Top 15 product strings among internet-exposed Rockwell/Allen-Bradley hosts (Source : Censys).
Top 15 product strings among internet-exposed Rockwell/Allen-Bradley hosts (Source : Censys).

Censys also observes extensive co‑exposure of additional services on the same hosts or networks, including VNC (771 instances), Telnet (280), Modbus (292), and Red Lion Crimson services (256).

These services expand the attack surface by providing potential direct access to HMI workstations, legacy remote shells, and multi‑vendor OT management interfaces, aligning with the advisory’s warning about multi‑protocol probing and HMI/SCADA manipulation.

Operator Infrastructure Behind the Campaign

The CISA advisory includes eight IP indicators, but Censys infrastructure pivot significantly refines this picture.

Seven of the IOCs in the 185.82.73.x range resolves to a single multi‑homed Windows engineering workstation in AS214036 (ULTAHOST), running the full Rockwell toolchain and exposing RDP on a non‑standard port with a shared self‑signed certificate referencing the hostname DESKTOP‑BOE5MUC.

Historical certificate analysis ties 11 IPs in the same /24 to that workstation, revealing four additional operator IPs that are not listed in the advisory yet share identical fingerprints and activity windows.

In contrast, the eighth IOC, 135.136.1.133 in AS9009 (M247 Romania), behaves as a short‑lived staging box provisioned for a single operation, with a tightly scripted service lifecycle that matches the March attack window.

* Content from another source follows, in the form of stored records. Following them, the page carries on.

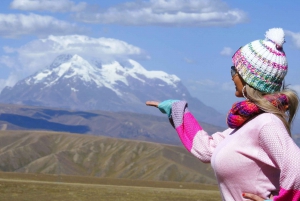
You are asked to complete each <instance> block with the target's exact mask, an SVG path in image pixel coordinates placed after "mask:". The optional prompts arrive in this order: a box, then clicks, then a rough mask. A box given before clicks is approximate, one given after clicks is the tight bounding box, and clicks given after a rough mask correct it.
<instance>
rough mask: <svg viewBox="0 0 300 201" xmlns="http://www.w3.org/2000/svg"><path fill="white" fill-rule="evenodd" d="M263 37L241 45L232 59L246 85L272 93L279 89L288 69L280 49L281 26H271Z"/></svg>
mask: <svg viewBox="0 0 300 201" xmlns="http://www.w3.org/2000/svg"><path fill="white" fill-rule="evenodd" d="M265 37H266V38H265V39H264V40H256V41H253V42H251V43H248V44H247V45H245V46H243V47H241V48H240V49H239V50H238V51H237V52H236V53H235V54H234V55H233V57H232V61H233V64H234V66H235V68H236V70H237V71H238V73H239V74H240V75H241V77H242V78H243V79H244V81H245V82H246V83H247V84H248V85H250V86H252V87H253V88H255V89H257V90H259V91H261V92H265V93H273V92H276V91H279V90H280V88H281V86H282V82H283V79H284V77H285V75H286V73H287V70H288V64H287V60H286V56H285V53H284V51H283V49H282V45H283V43H284V42H285V40H284V32H283V30H282V29H281V28H273V29H270V30H268V31H267V32H266V35H265Z"/></svg>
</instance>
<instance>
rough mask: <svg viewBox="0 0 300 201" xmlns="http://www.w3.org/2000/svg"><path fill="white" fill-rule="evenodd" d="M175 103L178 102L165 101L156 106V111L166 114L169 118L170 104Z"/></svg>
mask: <svg viewBox="0 0 300 201" xmlns="http://www.w3.org/2000/svg"><path fill="white" fill-rule="evenodd" d="M177 101H179V100H165V101H163V102H161V103H159V104H158V109H159V110H160V111H161V112H162V113H164V114H167V115H168V117H169V118H170V117H171V114H172V104H173V103H175V102H177Z"/></svg>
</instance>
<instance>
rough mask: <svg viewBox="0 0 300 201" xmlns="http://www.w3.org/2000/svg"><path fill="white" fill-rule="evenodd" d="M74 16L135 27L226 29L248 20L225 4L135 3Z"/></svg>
mask: <svg viewBox="0 0 300 201" xmlns="http://www.w3.org/2000/svg"><path fill="white" fill-rule="evenodd" d="M74 16H75V18H76V19H77V20H79V21H83V22H86V23H100V24H121V25H136V26H143V25H159V26H196V27H205V26H224V27H225V26H233V25H235V24H239V23H243V22H245V21H246V20H247V17H246V14H245V12H243V11H241V10H237V9H230V8H229V7H228V6H227V5H226V4H225V3H224V2H223V1H222V0H184V1H183V0H150V1H145V0H144V1H134V2H127V3H123V4H120V5H118V6H115V7H110V8H107V9H105V10H100V11H98V12H81V13H77V14H75V15H74Z"/></svg>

Agencies and researchers are urging asset owners to immediately disconnect Rockwell PLCs from direct internet access and route all remote connectivity through secured, monitored gateways such as VPNs or jump hosts.

Recommended steps include locking down or eliminating services like Telnet, VNC, and exposed web interfaces, enforcing strong authentication on cellular and satellite links, and maintaining offline, tested backups of PLC configurations and HMI/SCADA projects.

With thousands of Rockwell/Allen-Bradley PLCs still visible on the public internet and active Iranian-linked operations targeting them the advisory and Censys data together underline that this is not a theoretical risk but an ongoing OT threat with real-world operational and safety implications.